As Ellen’s challenges grew, I started to feel like I could use more reinforcement. I had thought we would be baking cookies, not practicing times tables. I wanted to see Rock City, not juvenile hall. These things were “firsts” for me. My family and friends didn’t have much experience in these areas, either. My case manager told me that I had an especially challenging case, and she gave me a pep talk when I called in to report. But ultimately I was on my own. I felt responsible and anxious and overwhelmed.
When I left for seminary, my relationship with Ellen was officially “terminated,” but I continued to get updates from her mom every now and then. The last time I heard from them, they were going to court again – this time, because Ellen had been sexually assaulted, at age 12, by a man who found her on the internet. Soon after that they moved and changed their telephone number, and I lost touch with their family. I felt like I had let Ellen down and there was little I could do, especially from several states away, as her life became increasingly difficult.
What I learned in those years was that mentoring can get messy: sometimes in a way that a little paint thinner and some elbow grease can fix, but sometimes in a way that tears your heart in two.
As Chris and I spent all those weeks and months envisioning Braid’s mentoring program, I often thought back to my time as a Big Sister. I remembered the fun times, but I also remembered the great weight of responsibility I felt for both of those girls. And I remembered how much I had needed someone to walk through all of that with me, both the good and the bad. It was one of the reasons why we decided that Braid mentors would work in teams.

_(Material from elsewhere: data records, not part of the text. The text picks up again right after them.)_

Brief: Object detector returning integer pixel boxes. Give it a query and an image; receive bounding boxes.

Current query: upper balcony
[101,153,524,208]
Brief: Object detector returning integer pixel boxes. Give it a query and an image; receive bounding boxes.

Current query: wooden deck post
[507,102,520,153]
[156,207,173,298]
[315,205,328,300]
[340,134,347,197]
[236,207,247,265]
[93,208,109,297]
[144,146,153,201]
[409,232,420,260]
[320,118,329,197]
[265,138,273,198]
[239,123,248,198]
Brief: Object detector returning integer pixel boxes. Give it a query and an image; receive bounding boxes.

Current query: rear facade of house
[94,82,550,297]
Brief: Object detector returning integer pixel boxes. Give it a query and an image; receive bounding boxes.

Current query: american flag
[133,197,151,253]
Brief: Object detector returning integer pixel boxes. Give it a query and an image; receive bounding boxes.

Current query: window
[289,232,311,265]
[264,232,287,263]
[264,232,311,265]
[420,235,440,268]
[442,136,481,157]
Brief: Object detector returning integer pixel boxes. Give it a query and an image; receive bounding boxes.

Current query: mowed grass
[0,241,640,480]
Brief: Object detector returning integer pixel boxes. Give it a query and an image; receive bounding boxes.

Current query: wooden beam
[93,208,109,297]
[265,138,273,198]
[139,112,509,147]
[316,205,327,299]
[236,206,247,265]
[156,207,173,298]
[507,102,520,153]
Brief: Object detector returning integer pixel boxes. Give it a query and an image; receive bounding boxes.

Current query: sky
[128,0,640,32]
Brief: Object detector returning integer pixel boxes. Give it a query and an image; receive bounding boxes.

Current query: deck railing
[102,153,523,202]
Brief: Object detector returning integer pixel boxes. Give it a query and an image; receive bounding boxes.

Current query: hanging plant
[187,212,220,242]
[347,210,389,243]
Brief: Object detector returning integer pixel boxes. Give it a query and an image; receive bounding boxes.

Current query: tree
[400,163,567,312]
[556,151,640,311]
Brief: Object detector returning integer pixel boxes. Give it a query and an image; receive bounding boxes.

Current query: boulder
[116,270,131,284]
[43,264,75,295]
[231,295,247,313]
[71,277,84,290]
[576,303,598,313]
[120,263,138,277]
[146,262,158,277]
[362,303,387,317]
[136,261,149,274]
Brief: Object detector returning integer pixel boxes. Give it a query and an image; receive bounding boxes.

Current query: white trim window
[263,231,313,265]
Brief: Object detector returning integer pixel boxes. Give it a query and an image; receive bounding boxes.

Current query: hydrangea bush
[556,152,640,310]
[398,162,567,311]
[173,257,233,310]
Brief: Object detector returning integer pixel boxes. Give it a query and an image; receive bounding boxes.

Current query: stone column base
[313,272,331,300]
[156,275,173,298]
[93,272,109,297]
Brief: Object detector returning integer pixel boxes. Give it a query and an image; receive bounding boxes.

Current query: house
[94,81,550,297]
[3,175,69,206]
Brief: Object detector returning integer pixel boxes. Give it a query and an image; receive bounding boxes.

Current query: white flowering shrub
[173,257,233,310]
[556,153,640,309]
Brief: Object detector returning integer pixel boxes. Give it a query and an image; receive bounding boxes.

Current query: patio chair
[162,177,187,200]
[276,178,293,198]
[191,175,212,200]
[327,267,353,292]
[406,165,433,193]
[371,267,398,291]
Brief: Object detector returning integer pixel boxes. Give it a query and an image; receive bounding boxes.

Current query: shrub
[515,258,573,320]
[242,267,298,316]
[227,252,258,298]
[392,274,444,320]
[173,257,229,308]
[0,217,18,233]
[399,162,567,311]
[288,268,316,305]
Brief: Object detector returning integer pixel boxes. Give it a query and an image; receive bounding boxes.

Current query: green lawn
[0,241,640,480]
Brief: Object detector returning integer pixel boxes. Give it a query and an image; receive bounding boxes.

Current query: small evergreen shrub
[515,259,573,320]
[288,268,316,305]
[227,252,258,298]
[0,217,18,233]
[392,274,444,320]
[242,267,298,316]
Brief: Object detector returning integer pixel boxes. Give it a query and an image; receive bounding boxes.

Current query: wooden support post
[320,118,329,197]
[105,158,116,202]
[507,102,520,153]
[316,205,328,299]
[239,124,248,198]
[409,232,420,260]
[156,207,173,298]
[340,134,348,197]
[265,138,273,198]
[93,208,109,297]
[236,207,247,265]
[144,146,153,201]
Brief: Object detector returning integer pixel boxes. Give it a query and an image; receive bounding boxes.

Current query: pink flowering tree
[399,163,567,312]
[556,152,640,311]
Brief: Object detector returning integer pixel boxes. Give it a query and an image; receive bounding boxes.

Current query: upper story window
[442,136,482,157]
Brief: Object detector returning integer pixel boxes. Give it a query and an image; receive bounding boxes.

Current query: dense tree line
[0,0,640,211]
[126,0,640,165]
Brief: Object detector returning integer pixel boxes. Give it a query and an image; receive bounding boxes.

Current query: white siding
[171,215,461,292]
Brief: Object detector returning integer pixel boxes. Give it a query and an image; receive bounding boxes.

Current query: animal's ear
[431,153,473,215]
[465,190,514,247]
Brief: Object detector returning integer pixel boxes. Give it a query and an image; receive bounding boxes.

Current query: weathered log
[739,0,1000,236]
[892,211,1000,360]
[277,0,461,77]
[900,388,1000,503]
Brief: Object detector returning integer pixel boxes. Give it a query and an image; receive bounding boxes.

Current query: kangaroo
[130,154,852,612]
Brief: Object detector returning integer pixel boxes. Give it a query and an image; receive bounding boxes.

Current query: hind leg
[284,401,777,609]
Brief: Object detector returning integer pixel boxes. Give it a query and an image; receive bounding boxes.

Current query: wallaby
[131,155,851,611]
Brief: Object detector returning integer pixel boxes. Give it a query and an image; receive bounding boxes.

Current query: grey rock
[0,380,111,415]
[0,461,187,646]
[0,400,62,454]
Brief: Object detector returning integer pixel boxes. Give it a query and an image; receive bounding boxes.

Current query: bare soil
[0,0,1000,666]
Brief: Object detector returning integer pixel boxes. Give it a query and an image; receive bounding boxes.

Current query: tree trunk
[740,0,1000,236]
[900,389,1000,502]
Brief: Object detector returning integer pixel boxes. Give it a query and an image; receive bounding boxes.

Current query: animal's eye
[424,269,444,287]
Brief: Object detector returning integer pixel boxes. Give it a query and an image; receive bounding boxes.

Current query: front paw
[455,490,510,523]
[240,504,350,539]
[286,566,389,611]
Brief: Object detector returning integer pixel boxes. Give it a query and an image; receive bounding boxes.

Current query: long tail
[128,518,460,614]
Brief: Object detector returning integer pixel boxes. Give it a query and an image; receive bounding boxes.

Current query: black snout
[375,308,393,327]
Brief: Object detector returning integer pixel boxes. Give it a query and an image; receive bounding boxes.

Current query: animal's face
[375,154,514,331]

In her second week at the garden, the young lady who is being mentored by that first team asked if she could decorate a flower pot she found in the garden shed. It seems to be a theme: middle schoolers don’t skimp on the paint. As I watched lime green paint dripping down the sides of that flower pot and spreading, once again, to hands, clothes, everything, I remembered watching another 12-year-old girl dancing and laughing and turning my house yellow. I headed into the garden shed to find some paper towels.

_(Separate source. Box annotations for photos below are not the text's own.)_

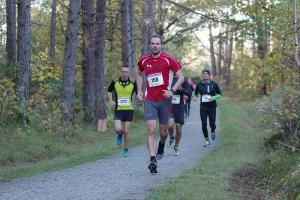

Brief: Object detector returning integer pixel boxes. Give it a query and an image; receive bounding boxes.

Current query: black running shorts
[114,110,133,122]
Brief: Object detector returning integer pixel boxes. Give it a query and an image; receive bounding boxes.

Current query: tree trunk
[217,24,223,77]
[129,0,136,79]
[224,26,233,85]
[208,22,217,77]
[121,0,132,68]
[293,0,300,82]
[49,0,57,62]
[6,0,17,64]
[141,0,155,56]
[61,0,81,123]
[82,0,95,123]
[16,0,31,106]
[95,0,106,130]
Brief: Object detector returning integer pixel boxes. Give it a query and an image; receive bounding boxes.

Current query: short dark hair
[121,64,129,68]
[148,34,163,44]
[202,69,210,75]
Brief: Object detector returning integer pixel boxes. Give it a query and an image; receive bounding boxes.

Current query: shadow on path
[0,99,220,200]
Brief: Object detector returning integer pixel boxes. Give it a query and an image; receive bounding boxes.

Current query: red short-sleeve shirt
[137,51,181,101]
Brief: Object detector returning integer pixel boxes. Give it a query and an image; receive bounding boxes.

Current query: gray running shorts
[144,98,172,125]
[171,105,184,125]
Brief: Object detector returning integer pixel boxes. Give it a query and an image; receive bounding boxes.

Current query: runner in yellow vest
[107,65,136,157]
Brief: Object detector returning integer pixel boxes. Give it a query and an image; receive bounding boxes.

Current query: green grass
[147,98,265,200]
[0,117,146,181]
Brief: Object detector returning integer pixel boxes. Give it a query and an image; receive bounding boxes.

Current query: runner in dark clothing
[168,77,193,156]
[195,69,222,147]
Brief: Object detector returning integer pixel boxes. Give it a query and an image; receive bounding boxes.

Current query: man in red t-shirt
[136,35,184,173]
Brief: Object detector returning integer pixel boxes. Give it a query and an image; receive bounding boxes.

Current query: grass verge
[0,120,146,181]
[147,98,265,200]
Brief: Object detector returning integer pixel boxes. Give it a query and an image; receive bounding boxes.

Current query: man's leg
[123,121,131,156]
[168,118,174,146]
[146,120,157,173]
[156,99,172,160]
[144,100,158,173]
[208,108,216,140]
[200,107,210,146]
[146,120,156,156]
[115,120,123,145]
[175,124,182,147]
[174,124,182,156]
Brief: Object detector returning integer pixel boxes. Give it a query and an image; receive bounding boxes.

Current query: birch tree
[16,0,31,106]
[141,0,155,56]
[208,21,217,77]
[49,0,57,61]
[61,0,82,123]
[94,0,107,132]
[6,0,17,64]
[82,0,95,122]
[121,0,136,78]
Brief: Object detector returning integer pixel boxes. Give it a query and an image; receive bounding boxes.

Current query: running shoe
[174,146,179,156]
[148,160,157,174]
[211,132,216,140]
[156,142,165,160]
[169,137,174,146]
[204,138,210,147]
[116,134,123,145]
[123,148,128,157]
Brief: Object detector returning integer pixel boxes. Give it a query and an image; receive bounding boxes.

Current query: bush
[258,86,300,147]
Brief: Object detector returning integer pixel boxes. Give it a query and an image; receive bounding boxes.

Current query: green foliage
[147,98,266,200]
[258,86,300,147]
[258,149,300,199]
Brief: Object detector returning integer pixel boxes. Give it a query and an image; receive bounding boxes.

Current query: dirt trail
[0,102,220,200]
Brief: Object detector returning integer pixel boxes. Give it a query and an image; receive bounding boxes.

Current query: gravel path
[0,102,219,200]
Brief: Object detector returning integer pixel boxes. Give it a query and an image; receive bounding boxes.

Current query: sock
[150,156,156,162]
[157,142,165,154]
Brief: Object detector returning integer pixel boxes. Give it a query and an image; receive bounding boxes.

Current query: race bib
[118,97,130,106]
[172,95,180,104]
[147,73,164,87]
[201,94,211,102]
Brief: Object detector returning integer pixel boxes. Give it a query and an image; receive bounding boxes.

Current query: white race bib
[118,97,130,106]
[147,73,164,87]
[172,95,180,104]
[201,94,211,102]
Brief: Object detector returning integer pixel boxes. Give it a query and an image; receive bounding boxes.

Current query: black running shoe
[169,137,174,146]
[148,161,157,174]
[156,142,165,160]
[211,132,216,140]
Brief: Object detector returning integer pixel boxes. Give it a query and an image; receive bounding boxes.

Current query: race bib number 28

It reminded me that the work of mentoring isn’t any different than when I was a Big Sister. Like me, our mentors are full of love and good intentions and fortitude. They are eager to make a difference in the life of a child. Unlike me, though, they don’t have to do that work alone.

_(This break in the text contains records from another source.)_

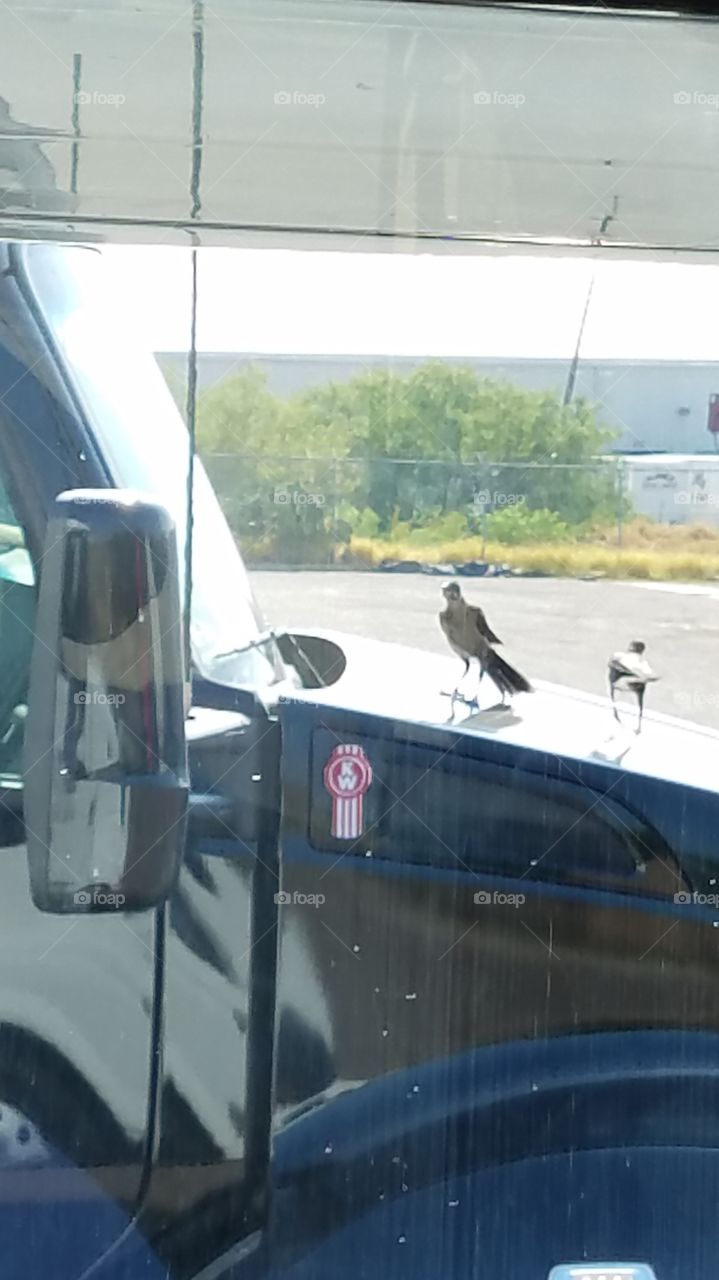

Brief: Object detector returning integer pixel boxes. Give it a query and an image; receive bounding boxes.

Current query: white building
[626,453,719,529]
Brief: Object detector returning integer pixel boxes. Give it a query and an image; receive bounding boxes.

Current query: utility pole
[562,271,595,407]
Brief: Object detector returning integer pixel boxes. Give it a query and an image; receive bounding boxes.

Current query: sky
[104,246,719,361]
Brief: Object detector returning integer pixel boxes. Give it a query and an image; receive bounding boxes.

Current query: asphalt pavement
[252,571,719,728]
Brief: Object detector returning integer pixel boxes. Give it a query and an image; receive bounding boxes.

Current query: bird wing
[439,609,475,658]
[467,604,502,644]
[609,653,659,684]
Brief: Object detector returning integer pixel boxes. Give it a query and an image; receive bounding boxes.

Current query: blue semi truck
[0,4,719,1280]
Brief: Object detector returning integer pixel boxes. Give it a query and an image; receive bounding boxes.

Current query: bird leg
[453,658,470,698]
[636,686,645,733]
[609,680,622,724]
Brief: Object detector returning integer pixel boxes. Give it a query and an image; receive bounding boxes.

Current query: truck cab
[0,5,719,1280]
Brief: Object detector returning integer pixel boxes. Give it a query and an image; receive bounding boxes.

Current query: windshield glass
[0,0,719,1280]
[20,246,279,686]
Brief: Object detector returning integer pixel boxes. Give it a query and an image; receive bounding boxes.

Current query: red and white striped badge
[322,742,372,840]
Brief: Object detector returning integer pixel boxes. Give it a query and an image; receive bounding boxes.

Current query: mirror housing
[24,489,189,914]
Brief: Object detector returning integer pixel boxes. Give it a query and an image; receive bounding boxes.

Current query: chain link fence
[202,453,631,564]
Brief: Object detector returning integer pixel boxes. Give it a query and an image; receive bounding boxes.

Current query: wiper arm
[215,627,281,660]
[216,627,328,689]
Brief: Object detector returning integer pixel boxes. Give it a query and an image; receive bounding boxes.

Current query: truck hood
[282,628,719,791]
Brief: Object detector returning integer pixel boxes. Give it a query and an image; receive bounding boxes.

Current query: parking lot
[252,571,719,728]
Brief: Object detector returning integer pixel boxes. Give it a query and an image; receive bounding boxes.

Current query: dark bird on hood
[609,640,659,733]
[439,582,532,703]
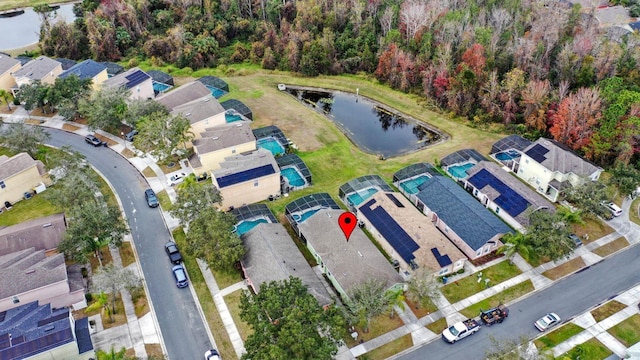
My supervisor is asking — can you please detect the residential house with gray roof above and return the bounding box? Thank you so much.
[297,209,403,299]
[516,138,603,202]
[416,176,513,260]
[240,223,333,306]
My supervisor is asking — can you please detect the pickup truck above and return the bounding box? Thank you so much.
[480,305,509,326]
[442,319,480,344]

When seeds start to sprout in that lime green flowerpot, they will rejoice together. If some of those seeds don’t grow, they will grieve together, and they will regroup. If things get challenging when that young lady hits her teenage years, their team facilitator will encourage them, and they will encourage each other, to keep going, not to quit. If – God forbid – they ever have to meet at juvenile hall instead of the garden, their teammates, their team facilitator, Chris and I will go with them.
I often wonder what happened to those two girls that I still love deeply all these years later. And though I long ago had to forgive myself for not singlehandedly making their lives easier, I confess to wondering at times how things might have gone better if I’d reached out for help more, if I’d stuck it out. My hope for our mentors is that they never have to do that wondering, that the seeds they are planting this summer will grow deep roots, in relationships that last for years because they are nurtured and sustained in community.